The Iran-backed Houthis overran the capital Sanaa in 2014 and hold most of the country’s main population centres, forcing the internationally recognised government to flee to Aden.
A Saudi-led coalition intervened to prop up the beleaguered government the following year.
On Tuesday, the office of the UN High Commissioner for Human Rights said the rebels had entered its Sanaa office on August 3 and forced its staff to hand over the office keys and all its property.
“This serious development comes nearly two months after the wave of kidnappings launched by the Houthi militia,” Eryani said, adding it was an escalation of the rebel movement’s “repressive measures against international and humanitarian organisations operating in the areas under its control”.
In June, the rebels arrested 13 UN personnel, an embassy employee and more than 50 NGO staff, according to the UN. Two other staff from the UN human rights office were detained in November 2021 and August 2023.

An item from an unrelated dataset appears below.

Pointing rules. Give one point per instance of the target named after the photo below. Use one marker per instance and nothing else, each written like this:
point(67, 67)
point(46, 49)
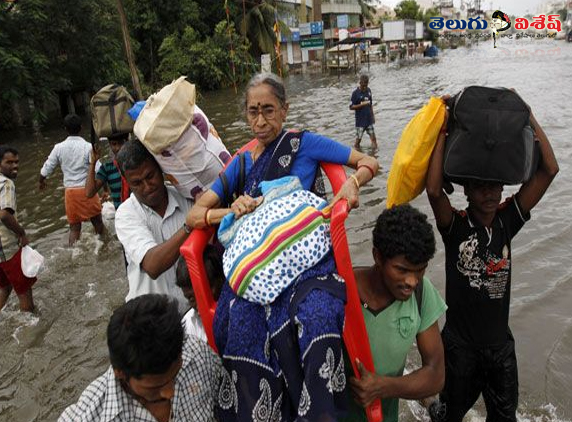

The Houthis said they had arrested members of an “Israeli-American spy ring” operating under the guise of humanitarian organisations. The UN strongly denied the accusation.
Eryani called on the international community to “take strong and deterrent measures commensurate with the crimes committed by the Houthi militia”, to pressure them to release the detained staff and to “immediately begin designating the militia as a global terrorist organisation”.
The war in Yemen has caused hundreds of thousands of deaths and triggered one of the world’s worst humanitarian crises. Fighting has significantly decreased since the negotiation of a six-month truce by the UN in April 2022.
Since November, the Houthis have attacked international shipping in the Red Sea and the Gulf of Aden, saying they are acting in solidarity with Gaza in the war triggered by their Palestinian ally Hamas’s Oct 7 attack on Israel.